We must "find a solution in the coming hours", Prime Minister Manuel Valls said, warning the 10-day strike was endangering Air France, Europe's second-largest flag carrier. As pressure mounted on management and unions to end the deadlock, confusion erupted after Transport Minister Alain Vidalies told French radio the airline had scrapped plans to expand its Transavia budget subsidiary.
"The Transavia Europe project has been abandoned by management," Vidalies told RMC radio. But within minutes, an Air France spokesman told AFP it was "premature" to say the airline had buried the plans to develop its budget subsidiary, which it sees as vital to survive in the cut-throat world of low-cost aviation. "There is no change in the negotiations to suggest that this project has been withdrawn," a spokesman told AFP. "The proposal on the table remains to freeze this project and to begin a wide dialogue with social partners between now and the end of the year, as management announced on Monday," added the spokesman.
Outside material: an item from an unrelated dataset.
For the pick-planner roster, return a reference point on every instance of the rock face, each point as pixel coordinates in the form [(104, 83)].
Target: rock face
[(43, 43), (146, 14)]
An Air France spokesman later confirmed a return to the negotiating table "to reach a rapid resolution to the conflict", without giving further details. The pilots are striking in protest at the airline's plans to further develop Transavia, which currently serves holiday destinations across Europe and the Mediterranean. The pilots, who can earn up to 250,000 euros a year, fear management will eventually seek to replace Air France flights with those operated by Transavia, where pilots earn considerably less. "If abandoning or postponing the Transavia project allows for a solution to the crisis, it is the right solution," said Valls. The confusion between the government and management of the airline - which is nearly 16 percent state-owned - appeared to mirror the disruption that has gripped air travellers in France for more than a week.
As in previous days, more than half of Air France flights were cancelled nation-wide but the situation at some regional airports was much worse, with 80 and 70 percent of flights scrapped at the southern airports of Nice and Toulouse respectively. However the strike was not universally supported. Hundreds of Air France employees rallied in front of company headquarters on Wednesday demanding that pilots get back to work.
"I don't understand the intention of my fellow pilots, I don't understand why they are striking against growth," said Jerome Cormouls, captain of an Airbus A320. In what it described as a "last" offer to break the deadlock, as the strike stretched into a second week, management on Monday offered to put the Transavia project on hold until December. But unions dismissed this as a "smoke screen" that would not protect jobs in France.
The strike is already the longest at the airline since 1998 and management warned it will have a major impact on profits. Unions have threatened to extend the action until Friday if their demands are not met and pilots marched through Paris in uniform on Tuesday. The government has called several times for the strike to be halted, with Valls previously warning that the image of France was at stake. Vidalies on Wednesday again asked pilots to return to work, saying "there is no longer any reason for the strike to continue".